Firstly: computational linguistics. This method of linguistic analysis rests on the fact that individual speakers of a common language have distinct linguistic markers. These markers are not topic-specific, but show up in really common words (articles, conjunctions, subordinators) and grammatical patterns. Put simply, you can tell the difference between a post by Magistra and a post by me by the fact that Magistra talks about early medieval history and I talk a high medieval sex; but a computational linguist would run our two anonmymised posts through a computer program and discover that I use certain conjunctions far more than she, and she uses some particular grammatical structure a lot more than I do.
Now, I seem to have a lot more faith in computational linguistics than many literary scholars – I think this is because I got taught the basic principles (although by no means how to do it) in first year, thank you Craig Ronalds. I know, for example, that this business about individual language markers has been rigorously tested on modern speakers from different language backgrounds. I know the method has been used to expose cases of police interfering with witness testimony (police members as a group show certain linguistic traits that are not shared by the general population, as a result of their training). I know it’s uses for humanities scholars haven’t been fully explored or tested yet, but I also suspect that a lot of the distrust people have for evidence drawn from computational linguistics is to do with the unfamiliar kind of evidence. Computational linguistics relies on data and statistical analysis and sciencey-kinds of things: I get the feeling that a lot of humanities scholars don’t trust that (it’s repeatable, sure, but you can’t go through your edition and mark it up and SEE the evidence right there). Our discipline trains us to check everything against the text, rather than checking it for thorough and repeatable experimental process: maybe we’re not so willing to trust people who branch out into other kinds of evidence.

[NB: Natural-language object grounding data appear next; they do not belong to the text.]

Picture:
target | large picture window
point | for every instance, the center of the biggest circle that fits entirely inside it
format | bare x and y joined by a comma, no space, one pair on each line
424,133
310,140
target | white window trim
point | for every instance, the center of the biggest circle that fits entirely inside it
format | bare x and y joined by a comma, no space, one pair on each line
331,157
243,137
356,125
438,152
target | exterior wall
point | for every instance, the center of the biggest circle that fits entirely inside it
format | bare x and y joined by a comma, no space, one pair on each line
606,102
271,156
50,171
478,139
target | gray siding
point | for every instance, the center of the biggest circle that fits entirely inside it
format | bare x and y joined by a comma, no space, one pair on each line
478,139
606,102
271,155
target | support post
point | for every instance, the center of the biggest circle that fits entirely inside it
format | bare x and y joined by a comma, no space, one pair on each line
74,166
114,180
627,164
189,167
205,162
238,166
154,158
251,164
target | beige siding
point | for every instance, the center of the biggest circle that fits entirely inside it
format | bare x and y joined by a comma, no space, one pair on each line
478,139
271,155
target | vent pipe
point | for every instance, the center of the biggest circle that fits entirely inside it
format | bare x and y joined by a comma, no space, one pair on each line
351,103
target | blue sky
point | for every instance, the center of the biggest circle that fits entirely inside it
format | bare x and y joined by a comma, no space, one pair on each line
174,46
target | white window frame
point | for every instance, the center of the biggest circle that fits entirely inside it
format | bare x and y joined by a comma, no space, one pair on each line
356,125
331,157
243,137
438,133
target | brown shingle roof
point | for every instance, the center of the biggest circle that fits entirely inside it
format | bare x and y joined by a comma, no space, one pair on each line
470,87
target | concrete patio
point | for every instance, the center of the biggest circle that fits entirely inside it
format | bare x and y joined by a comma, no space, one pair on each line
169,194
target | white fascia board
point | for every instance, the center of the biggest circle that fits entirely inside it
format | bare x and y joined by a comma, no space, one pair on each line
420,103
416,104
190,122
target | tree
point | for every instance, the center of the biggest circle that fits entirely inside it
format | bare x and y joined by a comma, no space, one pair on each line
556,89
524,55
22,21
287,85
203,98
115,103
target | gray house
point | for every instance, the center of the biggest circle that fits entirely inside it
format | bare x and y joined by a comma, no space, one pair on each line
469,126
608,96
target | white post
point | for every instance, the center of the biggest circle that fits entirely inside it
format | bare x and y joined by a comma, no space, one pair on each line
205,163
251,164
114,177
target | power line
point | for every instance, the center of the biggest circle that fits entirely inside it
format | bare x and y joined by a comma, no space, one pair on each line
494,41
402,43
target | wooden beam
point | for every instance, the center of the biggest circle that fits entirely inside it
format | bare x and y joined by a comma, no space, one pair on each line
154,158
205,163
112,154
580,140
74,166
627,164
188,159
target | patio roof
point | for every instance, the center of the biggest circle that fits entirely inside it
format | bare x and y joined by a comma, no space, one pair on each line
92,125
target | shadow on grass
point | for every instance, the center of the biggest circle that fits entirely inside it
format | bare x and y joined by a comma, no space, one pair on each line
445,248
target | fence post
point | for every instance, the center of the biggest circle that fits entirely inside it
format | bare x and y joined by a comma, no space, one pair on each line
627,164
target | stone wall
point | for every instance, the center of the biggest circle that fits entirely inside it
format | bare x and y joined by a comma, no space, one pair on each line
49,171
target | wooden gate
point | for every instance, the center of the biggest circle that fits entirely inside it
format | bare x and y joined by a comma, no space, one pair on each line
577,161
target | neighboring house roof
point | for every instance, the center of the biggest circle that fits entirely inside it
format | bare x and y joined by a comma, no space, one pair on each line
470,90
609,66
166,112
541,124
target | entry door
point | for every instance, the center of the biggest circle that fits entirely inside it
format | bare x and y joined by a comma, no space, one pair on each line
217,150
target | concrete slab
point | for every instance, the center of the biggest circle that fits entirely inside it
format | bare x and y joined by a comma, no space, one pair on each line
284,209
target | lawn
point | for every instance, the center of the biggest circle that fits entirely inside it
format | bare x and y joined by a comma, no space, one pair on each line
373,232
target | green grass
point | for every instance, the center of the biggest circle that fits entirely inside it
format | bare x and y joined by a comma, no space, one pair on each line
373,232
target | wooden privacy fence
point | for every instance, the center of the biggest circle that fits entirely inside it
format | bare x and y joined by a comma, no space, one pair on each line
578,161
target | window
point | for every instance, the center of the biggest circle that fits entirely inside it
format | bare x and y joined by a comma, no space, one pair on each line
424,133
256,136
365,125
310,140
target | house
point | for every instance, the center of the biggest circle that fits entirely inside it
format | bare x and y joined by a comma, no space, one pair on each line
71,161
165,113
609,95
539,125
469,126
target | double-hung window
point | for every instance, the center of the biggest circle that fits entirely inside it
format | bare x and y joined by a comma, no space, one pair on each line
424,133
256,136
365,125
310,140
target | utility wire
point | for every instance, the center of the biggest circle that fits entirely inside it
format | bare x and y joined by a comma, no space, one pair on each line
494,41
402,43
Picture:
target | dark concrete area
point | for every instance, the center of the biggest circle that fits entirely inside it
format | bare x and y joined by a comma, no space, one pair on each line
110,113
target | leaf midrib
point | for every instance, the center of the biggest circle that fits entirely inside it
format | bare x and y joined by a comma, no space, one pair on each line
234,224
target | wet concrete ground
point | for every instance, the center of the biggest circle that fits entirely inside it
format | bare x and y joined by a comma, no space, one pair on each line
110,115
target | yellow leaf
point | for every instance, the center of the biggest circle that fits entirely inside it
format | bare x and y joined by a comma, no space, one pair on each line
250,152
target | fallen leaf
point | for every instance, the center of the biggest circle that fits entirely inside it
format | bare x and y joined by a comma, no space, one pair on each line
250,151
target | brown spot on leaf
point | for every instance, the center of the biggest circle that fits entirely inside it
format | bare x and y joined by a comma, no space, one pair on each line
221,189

With that said, it must also be stated that I don’t know enough about computational linguistics for my bullshit detector to work properly when hear about it. So I have no way of knowing if an individual scholar is doing their computational linguistics Rong. Given that the application of computational linguistics to literary scholarship is a relatively new field, one risk would be that there aren’t enough trained bullshit-detectors around, but that can only change with time and the increasing usefulness of computational techniques.
So what are some of the uses of computational linguistics to medievalists?
Rombert Stapel has been using computational linguistics to determine how much of Hendrick Gerardsz van Vianen (sp?)’s Croniken van der Duytcher Order, a late 15th c. chronicle of the Teutonic Order with specific focus on the area around Utrecht, was written by the said Hendrick. Several segments are easily identified as being from other sources – the prologue claims to be by a 12th century bishop who certainly wasn’t in Acre when he said he was; and the Balliwick chronicle for Utrecht seems separate from the main body of the text.
Traditional philological analysis would look at unusual words, and has been of some use to Rombert Stapel, but in the absence of original source texts it’s hard to tell where emendation has been happening. Instead, he took samples from the privileges written by the said Hendrick in his capacity as secretary to the Lands Commander Johan von Drongen. The samples are not just written at a different time to the Croniken, they’re also in a completely different style – something which would usually override philologically distinct vocabulary features, but doesn’t usually override the grammatical data used in computational linguistics.
The full set samples which he fed into the program (Delta, by someone named Burrows – it’s free, and apparently easy to use) were:
- 2 sets of samples from the Croniken where traditional philological evidence (comparisons to original sources, I believe) shows Hendrick left traces as author.
- The privileges mentioned above
- The Sachenspiegel, known to have been copied by Hendrick
- 2 unrelated texts of the same period and genre – one hagiography and one chronicle.
After testing that Delta could distinguish between the unrelated texts and the Hendrick texts, he then compared the samples to the entire rest of the Croniken, and pulled up several sections clearly not by Hendrick, including the first half of the prologue (but not the second); the Balliwick chronicle; and some formulaic documents- privileges and court pleadings. The rest appears to be either by Hendrick or substantially modified by him.
Rombert then argued that Hendrick’s strong presence across the Croniken suggests that he was both author and compiler at once; noting the existence of other Teutonic Order chronicle texts in this period in theLowlands, he says this points to a strong, self-aware hagiographical tradition in the balliwicks, away from the administrative centre of the Order.
Note: I’ve probably got the author/scribe’s name spelled wrong, but I’m pretty sure Croniken was on the slides, with a C not a K.